Older adults who received as few as 10 sessions of mental (cognitive) training showed improvements in reasoning ability and speed-of-processing when compared with untrained controls participants as long as 10 years after the intervention. These gains were even greater for those who got additional "booster" sessions over the next three years. Older adults who received brief cognitive training also reported that they had less difficulty in performing important everyday tasks. The findings are published today in the Journal of the American Geriatrics Society.
"Showing that training gains are maintained for up to 10 years is a stunning result because it suggests that a fairly modest intervention in practicing mental skills can have relatively long-term effects beyond what we might reasonably expect," said lead author Dr. George Rebok of Johns Hopkins University in Baltimore, MD.
Cognitive decline is prevalent in older adults and can seriously affect quality of life. To determine the potential benefits of cognitive training on cognition and daily functioning in older adults, researchers conducted the Advanced Cognitive Training for Independent and Vital Elderly (ACTIVE) study.
The investigators now report on the 10-year follow-up results of 2832 participants (with an average age of 73.6 years at the start of the study) who were randomized to three intervention groups and an untrained control group. Those in the memory training group were taught strategies for remembering word lists and sequences of items, text material, and the main ideas and details of stories. Participants in the reasoning group received instruction on how to solve problems that follow patterns, which is useful for tasks such as reading bus schedules or completing order forms. Individuals who received speed-of-processing training participated in a computer-based program that focused on the ability to identify and locate visual information quickly, which is useful when looking up phone numbers or reacting to changes in traffic when driving. Training was conducted in small groups in ten 60 to 75 minute sessions over five to six weeks.
Ten years later, participants in each intervention group reported having less difficulty with instrumental activities of daily living. About 60% of trained participants compared with 50% of controls were at or above their starting level of function regarding daily tasks such as using medications, cooking, and managing their finances. Memory performance improved up to five years following the intervention, but there was no longer a significant difference between trained participants and controls at 10 years.
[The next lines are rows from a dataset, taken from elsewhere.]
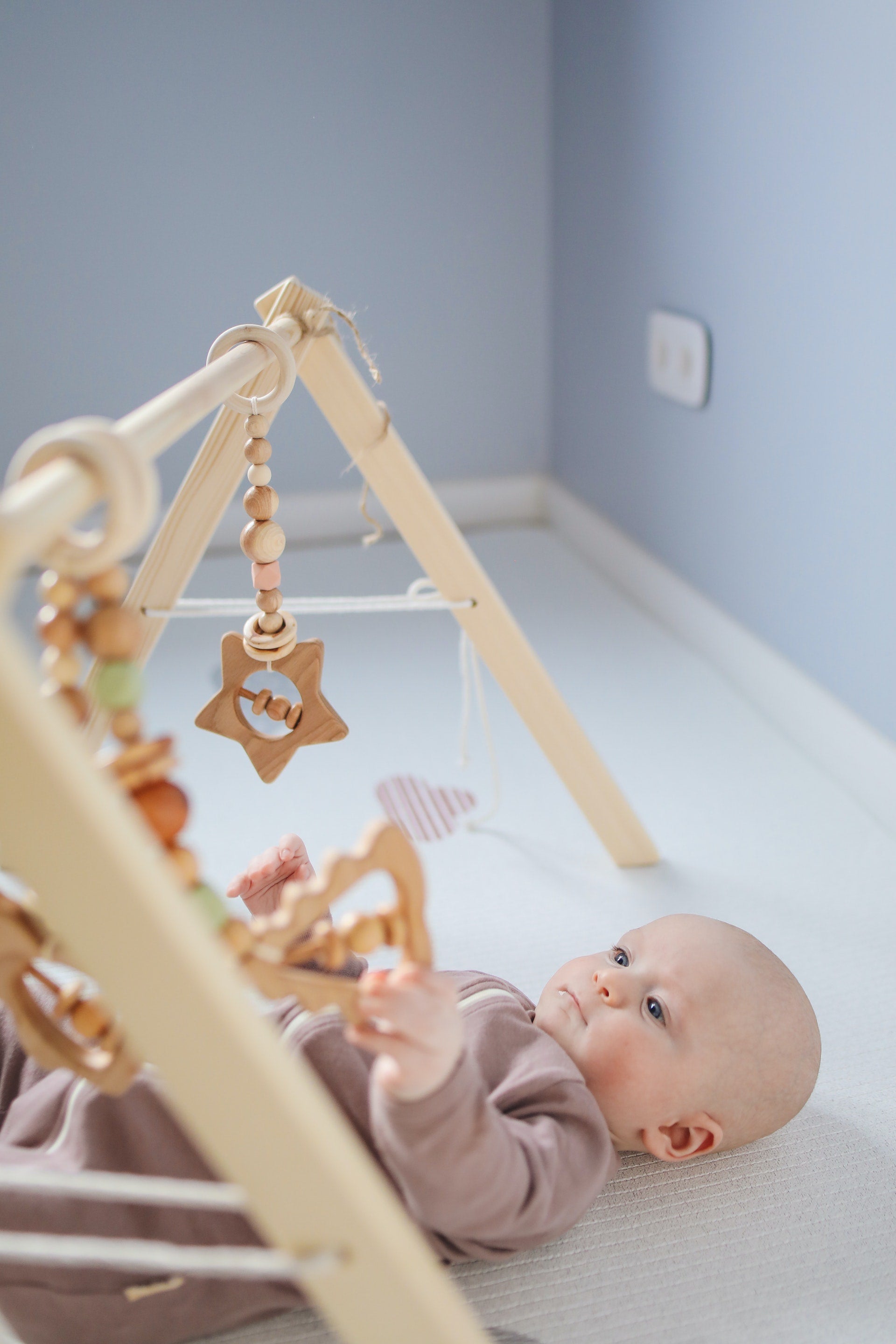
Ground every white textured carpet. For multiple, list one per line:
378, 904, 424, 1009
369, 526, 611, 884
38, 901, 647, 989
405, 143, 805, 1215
7, 530, 896, 1344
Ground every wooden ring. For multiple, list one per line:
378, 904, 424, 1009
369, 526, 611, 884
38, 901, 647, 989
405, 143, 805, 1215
205, 322, 295, 415
7, 415, 159, 578
243, 611, 298, 658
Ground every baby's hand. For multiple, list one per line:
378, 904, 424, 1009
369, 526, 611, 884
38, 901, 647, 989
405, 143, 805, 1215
227, 834, 315, 915
345, 962, 463, 1101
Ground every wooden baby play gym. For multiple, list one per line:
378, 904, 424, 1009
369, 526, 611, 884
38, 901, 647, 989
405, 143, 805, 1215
0, 278, 657, 1344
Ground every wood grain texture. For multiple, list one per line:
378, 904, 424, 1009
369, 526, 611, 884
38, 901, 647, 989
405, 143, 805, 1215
237, 820, 433, 1022
196, 633, 348, 784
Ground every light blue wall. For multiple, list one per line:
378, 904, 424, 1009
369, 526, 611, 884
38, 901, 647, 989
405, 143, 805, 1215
553, 0, 896, 736
0, 0, 549, 493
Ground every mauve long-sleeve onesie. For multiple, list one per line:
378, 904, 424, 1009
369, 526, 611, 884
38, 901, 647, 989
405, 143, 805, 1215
0, 972, 616, 1344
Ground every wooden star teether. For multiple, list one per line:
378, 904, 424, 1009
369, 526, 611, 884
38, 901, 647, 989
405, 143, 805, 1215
196, 633, 348, 784
222, 820, 433, 1022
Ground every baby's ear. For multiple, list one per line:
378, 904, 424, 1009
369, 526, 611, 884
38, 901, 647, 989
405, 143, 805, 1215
641, 1110, 723, 1162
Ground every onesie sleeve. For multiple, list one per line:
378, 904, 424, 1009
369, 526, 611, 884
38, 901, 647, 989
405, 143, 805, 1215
371, 1015, 618, 1260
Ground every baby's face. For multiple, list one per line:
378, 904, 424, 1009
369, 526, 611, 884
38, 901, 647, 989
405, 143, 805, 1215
535, 915, 737, 1159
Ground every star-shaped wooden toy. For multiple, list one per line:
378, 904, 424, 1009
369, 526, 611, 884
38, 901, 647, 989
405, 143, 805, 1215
196, 632, 348, 784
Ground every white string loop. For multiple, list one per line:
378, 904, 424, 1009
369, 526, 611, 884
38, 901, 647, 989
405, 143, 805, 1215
458, 629, 501, 831
144, 578, 476, 620
7, 415, 159, 578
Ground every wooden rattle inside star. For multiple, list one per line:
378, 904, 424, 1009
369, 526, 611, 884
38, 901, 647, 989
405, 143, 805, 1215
196, 325, 348, 784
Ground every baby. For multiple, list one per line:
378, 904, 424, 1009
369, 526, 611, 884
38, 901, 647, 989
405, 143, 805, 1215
0, 834, 821, 1344
227, 834, 821, 1161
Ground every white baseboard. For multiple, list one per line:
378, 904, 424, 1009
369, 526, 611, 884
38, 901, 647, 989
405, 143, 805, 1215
210, 472, 548, 550
546, 481, 896, 832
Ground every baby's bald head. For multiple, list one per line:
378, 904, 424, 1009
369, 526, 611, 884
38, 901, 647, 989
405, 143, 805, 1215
693, 915, 821, 1148
536, 915, 821, 1161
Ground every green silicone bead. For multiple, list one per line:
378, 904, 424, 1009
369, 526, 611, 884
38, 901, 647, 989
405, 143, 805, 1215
187, 882, 230, 931
94, 658, 144, 710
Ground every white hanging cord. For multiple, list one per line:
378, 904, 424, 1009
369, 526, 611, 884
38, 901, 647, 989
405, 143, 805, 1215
142, 578, 476, 618
0, 1167, 249, 1212
357, 481, 383, 546
458, 629, 501, 831
0, 1232, 344, 1280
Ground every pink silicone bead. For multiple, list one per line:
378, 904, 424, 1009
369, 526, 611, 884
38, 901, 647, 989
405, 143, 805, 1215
252, 560, 280, 593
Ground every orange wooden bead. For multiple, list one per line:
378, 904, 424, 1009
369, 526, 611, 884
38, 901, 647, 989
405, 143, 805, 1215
38, 606, 78, 653
86, 565, 130, 602
243, 438, 270, 466
252, 560, 281, 591
255, 588, 283, 611
69, 999, 112, 1040
84, 606, 141, 658
132, 779, 189, 844
243, 485, 280, 520
239, 520, 286, 565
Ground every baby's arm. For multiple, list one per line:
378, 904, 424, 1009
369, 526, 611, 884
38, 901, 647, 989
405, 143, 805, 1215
227, 833, 315, 915
345, 962, 463, 1101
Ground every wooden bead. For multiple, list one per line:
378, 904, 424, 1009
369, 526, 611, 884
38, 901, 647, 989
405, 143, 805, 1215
40, 645, 81, 686
69, 999, 112, 1040
84, 606, 141, 658
86, 565, 130, 602
243, 438, 270, 466
132, 779, 189, 844
40, 570, 81, 611
93, 658, 144, 710
252, 560, 281, 590
38, 606, 78, 653
243, 485, 280, 521
255, 588, 283, 611
48, 681, 90, 724
252, 689, 271, 714
239, 520, 286, 565
168, 844, 199, 887
110, 710, 142, 742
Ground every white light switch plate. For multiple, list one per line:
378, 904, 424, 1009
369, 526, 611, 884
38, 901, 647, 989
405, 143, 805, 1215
647, 308, 709, 410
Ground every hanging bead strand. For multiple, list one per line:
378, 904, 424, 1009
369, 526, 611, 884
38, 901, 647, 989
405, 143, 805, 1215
239, 413, 295, 661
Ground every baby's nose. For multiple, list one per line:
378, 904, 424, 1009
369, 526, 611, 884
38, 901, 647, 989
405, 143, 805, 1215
592, 970, 619, 1007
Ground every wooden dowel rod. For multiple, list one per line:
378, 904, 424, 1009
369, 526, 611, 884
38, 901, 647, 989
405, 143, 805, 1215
116, 316, 301, 457
0, 316, 301, 591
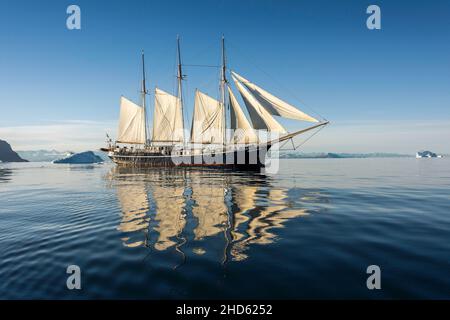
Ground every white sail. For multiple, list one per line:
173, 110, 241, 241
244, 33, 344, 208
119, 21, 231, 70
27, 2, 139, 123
152, 88, 184, 142
232, 76, 287, 133
228, 87, 258, 143
232, 72, 319, 122
191, 90, 225, 144
117, 97, 145, 144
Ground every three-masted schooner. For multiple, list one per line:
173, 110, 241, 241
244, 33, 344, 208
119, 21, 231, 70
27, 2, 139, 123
101, 37, 328, 169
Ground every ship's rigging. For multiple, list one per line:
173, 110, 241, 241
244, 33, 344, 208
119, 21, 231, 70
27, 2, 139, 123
116, 37, 328, 148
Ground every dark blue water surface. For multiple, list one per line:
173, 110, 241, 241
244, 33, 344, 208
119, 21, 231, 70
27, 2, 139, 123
0, 158, 450, 299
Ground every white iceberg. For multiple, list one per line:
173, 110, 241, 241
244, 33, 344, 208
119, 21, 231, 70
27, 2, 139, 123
53, 151, 103, 164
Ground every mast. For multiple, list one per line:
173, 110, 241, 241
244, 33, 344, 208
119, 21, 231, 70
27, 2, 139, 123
220, 35, 227, 145
141, 50, 148, 146
177, 35, 186, 144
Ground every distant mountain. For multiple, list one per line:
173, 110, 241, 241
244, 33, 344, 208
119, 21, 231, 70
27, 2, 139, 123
0, 140, 28, 162
280, 151, 413, 159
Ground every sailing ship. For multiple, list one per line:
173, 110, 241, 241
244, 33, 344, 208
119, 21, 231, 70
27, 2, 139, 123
101, 37, 329, 169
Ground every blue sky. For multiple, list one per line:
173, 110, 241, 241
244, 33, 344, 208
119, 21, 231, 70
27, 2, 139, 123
0, 0, 450, 153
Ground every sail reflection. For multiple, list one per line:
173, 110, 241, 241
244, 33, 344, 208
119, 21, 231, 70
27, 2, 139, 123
109, 167, 317, 261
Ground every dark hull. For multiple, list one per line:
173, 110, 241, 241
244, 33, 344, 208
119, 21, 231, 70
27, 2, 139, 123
109, 146, 268, 170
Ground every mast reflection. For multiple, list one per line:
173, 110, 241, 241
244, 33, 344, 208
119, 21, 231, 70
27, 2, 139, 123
109, 167, 314, 262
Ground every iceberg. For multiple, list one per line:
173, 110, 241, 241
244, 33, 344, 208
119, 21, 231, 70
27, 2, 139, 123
416, 151, 442, 159
53, 151, 103, 164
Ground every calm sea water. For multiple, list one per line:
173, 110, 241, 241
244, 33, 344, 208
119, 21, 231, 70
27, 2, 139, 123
0, 158, 450, 299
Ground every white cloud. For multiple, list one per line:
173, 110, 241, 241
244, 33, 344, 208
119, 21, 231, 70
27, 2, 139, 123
0, 120, 116, 151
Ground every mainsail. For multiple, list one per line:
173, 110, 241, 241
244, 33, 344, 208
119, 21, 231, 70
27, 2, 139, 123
153, 88, 184, 142
228, 87, 258, 143
232, 76, 287, 134
117, 97, 146, 144
232, 71, 319, 122
191, 90, 225, 143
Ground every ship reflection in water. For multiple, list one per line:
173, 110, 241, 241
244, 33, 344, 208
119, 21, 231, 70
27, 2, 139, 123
108, 167, 318, 263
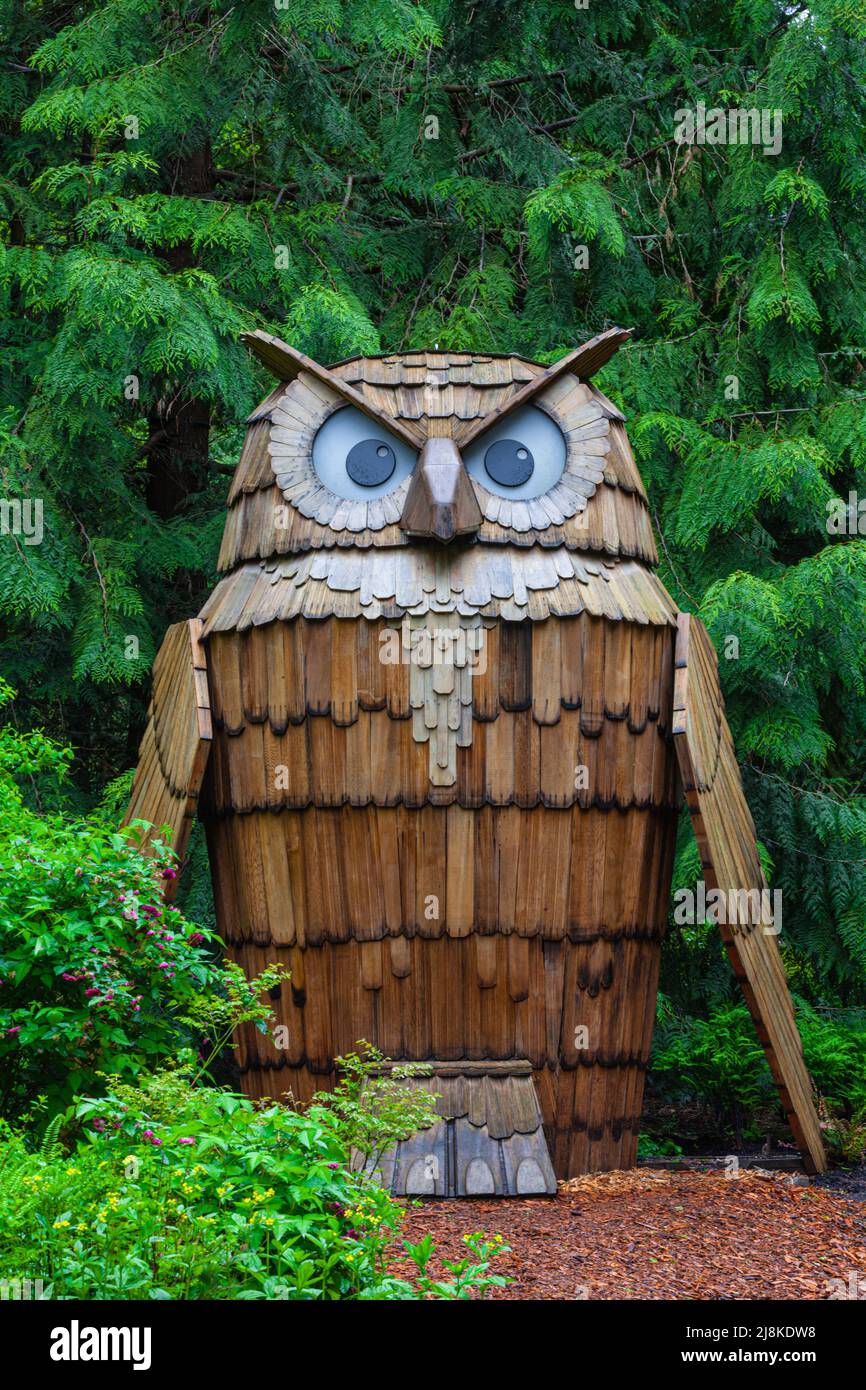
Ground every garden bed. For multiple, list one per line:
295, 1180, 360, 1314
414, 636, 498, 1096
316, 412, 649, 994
395, 1169, 866, 1300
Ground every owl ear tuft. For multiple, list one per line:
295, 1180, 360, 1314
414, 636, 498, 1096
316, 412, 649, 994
240, 328, 424, 450
457, 328, 631, 449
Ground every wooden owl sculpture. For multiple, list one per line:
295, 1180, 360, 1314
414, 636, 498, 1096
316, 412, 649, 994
128, 329, 824, 1194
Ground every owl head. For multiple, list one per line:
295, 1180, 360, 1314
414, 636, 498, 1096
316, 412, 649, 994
220, 328, 657, 570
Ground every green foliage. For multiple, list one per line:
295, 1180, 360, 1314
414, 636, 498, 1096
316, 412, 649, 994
0, 1068, 505, 1301
316, 1041, 436, 1172
0, 689, 226, 1118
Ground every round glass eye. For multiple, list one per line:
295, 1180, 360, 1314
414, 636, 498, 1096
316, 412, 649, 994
346, 439, 398, 488
484, 439, 535, 488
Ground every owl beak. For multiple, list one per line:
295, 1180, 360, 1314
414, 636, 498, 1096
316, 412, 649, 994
400, 439, 481, 545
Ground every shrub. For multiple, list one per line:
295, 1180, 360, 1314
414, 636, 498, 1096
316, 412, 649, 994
0, 1066, 503, 1300
0, 681, 287, 1119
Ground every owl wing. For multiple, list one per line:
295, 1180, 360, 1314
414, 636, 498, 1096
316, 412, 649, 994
673, 613, 827, 1172
124, 619, 213, 897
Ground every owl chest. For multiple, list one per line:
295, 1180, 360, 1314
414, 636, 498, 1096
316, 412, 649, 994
202, 614, 677, 944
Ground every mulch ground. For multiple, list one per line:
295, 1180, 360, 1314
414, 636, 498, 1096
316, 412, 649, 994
395, 1170, 866, 1301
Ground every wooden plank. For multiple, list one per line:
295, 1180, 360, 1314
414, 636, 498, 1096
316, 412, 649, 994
673, 613, 827, 1172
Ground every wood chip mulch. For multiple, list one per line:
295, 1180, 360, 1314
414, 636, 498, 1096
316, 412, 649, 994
393, 1170, 866, 1301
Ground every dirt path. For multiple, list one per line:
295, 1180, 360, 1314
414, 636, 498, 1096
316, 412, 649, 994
398, 1172, 866, 1300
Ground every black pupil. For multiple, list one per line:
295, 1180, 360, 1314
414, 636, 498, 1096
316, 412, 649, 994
484, 439, 535, 488
346, 439, 398, 488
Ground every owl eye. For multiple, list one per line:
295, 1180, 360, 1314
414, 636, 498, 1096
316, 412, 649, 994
463, 406, 567, 500
313, 406, 416, 502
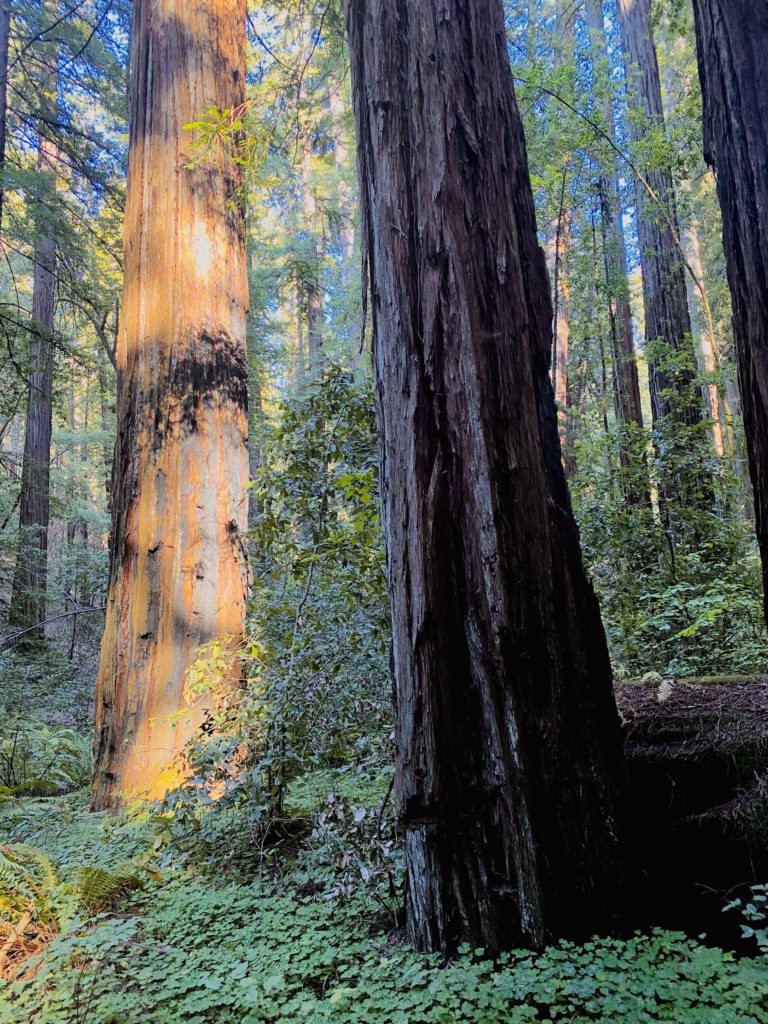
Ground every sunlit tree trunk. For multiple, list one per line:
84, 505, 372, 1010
345, 0, 621, 951
0, 0, 10, 231
693, 0, 768, 617
93, 0, 248, 808
618, 0, 701, 425
8, 68, 59, 640
547, 0, 573, 462
683, 224, 725, 459
96, 346, 115, 499
586, 0, 643, 440
301, 146, 323, 380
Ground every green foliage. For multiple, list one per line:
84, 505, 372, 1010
0, 724, 91, 802
7, 880, 768, 1024
155, 367, 392, 861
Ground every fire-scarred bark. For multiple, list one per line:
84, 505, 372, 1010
93, 0, 248, 807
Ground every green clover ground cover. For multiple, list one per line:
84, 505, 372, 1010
0, 797, 768, 1024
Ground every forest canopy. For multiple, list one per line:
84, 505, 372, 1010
0, 0, 768, 1024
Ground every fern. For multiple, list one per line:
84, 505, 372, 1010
73, 860, 144, 914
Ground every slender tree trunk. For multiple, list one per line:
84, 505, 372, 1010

Importantly, reasoning and speed-of-processing trained participants still showed significant improvements relative to controls in the trained skills even at 10 years.
The team also found that a four-session booster training at 11 and at 35 months after the initial training sessions produced additional and durable improvements in the reasoning intervention group and in the speed-of-processing group.
"Our findings provide support for the development of other interventions for senior adults, particularly those that target cognitive abilities showing the most rapid decline with age and that can affect their everyday functioning and independence. Such interventions have potential to delay the onset of difficulties in daily functioning," said Dr. Rebok. He added that even small delays in the onset of mental and functional impairments may have a large impact on public health and help reduce rising health care costs.
Additional studies are warranted to determine how even relatively brief interventions can have such lasting effects that transfer to self-reported everyday functioning. Dr. Rebok and his team are also interested in testing whether the training sessions help older adults maintain safe driving skills. They also hope to test whether more training over a longer period will have even stronger effects on elders' functioning.
This study is funded by grants from the National Institute on Aging and the National Institute of Nursing Research of the National Institutes of Health to Hebrew SeniorLife, Indiana University School of Medicine, Johns Hopkins University, New England Research Institutes, Pennsylvania State University, the University of Alabama at Birmingham, and the University of Florida. Drs. Jones and Morris were also supported in part by the Edward Fein Foundation (Nevada) and through the generosity of Vicki and Arthur Loring (Massachusetts).